The canonical agenda (EOS/L10 format, use it)
- Segue (5 min), quick personal + professional bests
- Scorecard review (5 min), read the numbers, flag off-track
- Rock review (5 min), quarterly priorities status: on track / off track
- Customer/employee headlines (5 min), meaningful wins + issues
- To-do list review (5 min), previous week's to-dos complete/not
- IDS (Identify, Discuss, Solve) (60 min), the issue list, worked through one at a time
- Conclude (5 min), recap, ratings, close
Total: 90 min. Hard stop.
The issue list
The main work happens here. Throughout the week, anyone adds items to a shared issue list. In the meeting, the group picks the most important one, works through Identify → Discuss → Solve, then the next.
- Identify: what's the real problem? (Often 5 minutes of clarification reveals the issue is different than first stated.)
- Discuss: short. Don't re-litigate.
- Solve: a to-do assigned to one person with a deadline.
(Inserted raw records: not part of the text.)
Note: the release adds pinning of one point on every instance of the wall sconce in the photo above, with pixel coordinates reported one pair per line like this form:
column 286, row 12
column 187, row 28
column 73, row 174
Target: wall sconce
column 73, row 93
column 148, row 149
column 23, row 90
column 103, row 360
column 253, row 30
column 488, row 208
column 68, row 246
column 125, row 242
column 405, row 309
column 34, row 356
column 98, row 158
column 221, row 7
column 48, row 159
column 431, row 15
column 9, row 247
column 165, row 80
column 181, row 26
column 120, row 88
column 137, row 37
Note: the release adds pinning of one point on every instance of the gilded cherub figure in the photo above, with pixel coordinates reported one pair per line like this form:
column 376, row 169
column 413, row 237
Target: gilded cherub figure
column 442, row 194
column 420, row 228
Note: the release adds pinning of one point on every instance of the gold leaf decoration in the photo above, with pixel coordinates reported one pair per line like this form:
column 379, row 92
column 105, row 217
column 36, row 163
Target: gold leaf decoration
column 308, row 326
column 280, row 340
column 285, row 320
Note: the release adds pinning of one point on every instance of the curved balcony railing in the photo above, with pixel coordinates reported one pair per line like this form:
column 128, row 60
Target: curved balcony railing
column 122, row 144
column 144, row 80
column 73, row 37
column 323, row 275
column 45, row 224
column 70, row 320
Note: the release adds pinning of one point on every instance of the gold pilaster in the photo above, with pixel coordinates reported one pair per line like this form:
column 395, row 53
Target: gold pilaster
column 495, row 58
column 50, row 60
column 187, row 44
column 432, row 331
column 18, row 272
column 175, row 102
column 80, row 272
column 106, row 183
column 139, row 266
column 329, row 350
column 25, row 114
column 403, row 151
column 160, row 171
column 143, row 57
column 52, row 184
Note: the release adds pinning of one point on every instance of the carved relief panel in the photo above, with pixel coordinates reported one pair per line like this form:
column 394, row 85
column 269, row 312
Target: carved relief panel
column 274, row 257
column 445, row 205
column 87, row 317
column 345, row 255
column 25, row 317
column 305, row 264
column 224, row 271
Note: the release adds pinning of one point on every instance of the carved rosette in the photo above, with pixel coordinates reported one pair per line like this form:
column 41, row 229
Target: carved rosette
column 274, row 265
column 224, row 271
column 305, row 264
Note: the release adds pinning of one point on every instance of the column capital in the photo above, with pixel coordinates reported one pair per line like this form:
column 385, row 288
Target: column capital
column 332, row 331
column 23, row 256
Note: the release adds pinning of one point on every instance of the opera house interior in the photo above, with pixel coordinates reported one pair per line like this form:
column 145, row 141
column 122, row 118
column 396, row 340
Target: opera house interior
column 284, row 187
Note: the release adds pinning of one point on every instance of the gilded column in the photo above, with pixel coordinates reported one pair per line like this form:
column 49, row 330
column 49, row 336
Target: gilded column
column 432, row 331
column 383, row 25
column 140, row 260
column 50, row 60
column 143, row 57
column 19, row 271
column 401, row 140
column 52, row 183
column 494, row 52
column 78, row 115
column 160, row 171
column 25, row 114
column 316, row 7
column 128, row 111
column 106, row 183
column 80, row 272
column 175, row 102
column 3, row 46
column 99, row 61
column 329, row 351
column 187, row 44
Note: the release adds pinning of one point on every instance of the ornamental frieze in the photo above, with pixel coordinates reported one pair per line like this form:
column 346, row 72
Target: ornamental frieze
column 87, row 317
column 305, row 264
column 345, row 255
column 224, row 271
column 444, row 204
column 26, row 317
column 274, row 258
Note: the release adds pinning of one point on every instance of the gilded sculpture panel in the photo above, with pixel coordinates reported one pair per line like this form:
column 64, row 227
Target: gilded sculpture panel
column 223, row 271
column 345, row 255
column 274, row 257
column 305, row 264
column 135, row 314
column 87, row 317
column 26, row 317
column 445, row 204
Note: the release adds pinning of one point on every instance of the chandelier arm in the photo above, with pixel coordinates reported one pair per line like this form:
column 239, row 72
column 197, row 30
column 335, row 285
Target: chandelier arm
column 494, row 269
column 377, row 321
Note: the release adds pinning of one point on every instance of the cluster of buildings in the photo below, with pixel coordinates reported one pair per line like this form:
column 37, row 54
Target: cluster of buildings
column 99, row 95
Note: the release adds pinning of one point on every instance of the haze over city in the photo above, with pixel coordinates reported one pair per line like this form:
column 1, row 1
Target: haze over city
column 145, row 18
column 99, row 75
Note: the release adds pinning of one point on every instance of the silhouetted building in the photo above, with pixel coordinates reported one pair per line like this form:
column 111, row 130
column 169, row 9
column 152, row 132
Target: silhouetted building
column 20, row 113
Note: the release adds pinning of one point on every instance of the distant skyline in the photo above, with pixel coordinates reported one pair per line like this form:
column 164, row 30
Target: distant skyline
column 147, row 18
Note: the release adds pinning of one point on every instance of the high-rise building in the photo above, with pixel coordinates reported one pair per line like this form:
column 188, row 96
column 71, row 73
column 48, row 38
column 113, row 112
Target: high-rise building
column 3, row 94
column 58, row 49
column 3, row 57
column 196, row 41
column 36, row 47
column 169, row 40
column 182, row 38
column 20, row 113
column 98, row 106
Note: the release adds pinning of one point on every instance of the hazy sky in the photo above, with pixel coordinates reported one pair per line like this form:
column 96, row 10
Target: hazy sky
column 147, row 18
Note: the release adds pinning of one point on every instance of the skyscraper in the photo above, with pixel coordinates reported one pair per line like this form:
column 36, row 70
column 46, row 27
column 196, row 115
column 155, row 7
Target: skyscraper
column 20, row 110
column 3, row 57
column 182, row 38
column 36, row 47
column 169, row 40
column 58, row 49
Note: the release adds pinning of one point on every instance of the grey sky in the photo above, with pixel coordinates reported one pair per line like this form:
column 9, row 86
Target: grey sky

Or a decision made and documented.
Rules that keep it tight
- Start on time. End on time. Same day and hour every week.
- Same people every week. Substitutes break the rhythm.
- No status updates. Status goes in a written doc before the meeting. Meeting time is for issues, not reports.
- To-dos are owned by one person with a date. "The team will look into it" = no one is doing it.
- If an issue takes more than 10 min, it's probably a separate working session.
Anti-patterns
- Meeting canceled "because we're busy", you're busy because meetings get canceled
- Status updates that no one reads beforehand
- Issue list that grows but never shrinks
- To-dos that roll over week after week (accountability break)
- Side conversations that swallow the agenda
The discipline of the pre-read
Amazon's famous version: 6-page memo, read silently for the first 15-20 minutes of the meeting. Everyone starts with full context. No "what's the status?" questions. The rest of the meeting is discussion.
Worth emulating for monthly and quarterly reviews. For weekly, a shorter pre-read (dashboard + scorecard) is usually enough.
When the WBR is working
Signs of a functioning WBR:
- Issues get resolved, not just discussed
- The issue list oscillates, doesn't only grow
- Scorecard metrics trend up over months
- Same problems don't reappear
- Team attendance is voluntary + high
When it's broken
- Meeting is dominated by one person (usually the founder)
- Issues are discussed forever, decided never
- To-dos complete rate under 70%
- People bring personal grievances disguised as "issues"
- Meeting is canceled more than twice per quarter
Scaling the WBR
Each team/department should run its own L10. The exec team runs an L10 above those. Issues that can't be solved at team-level roll up. Prevents the founder's calendar from becoming everyone's issue list.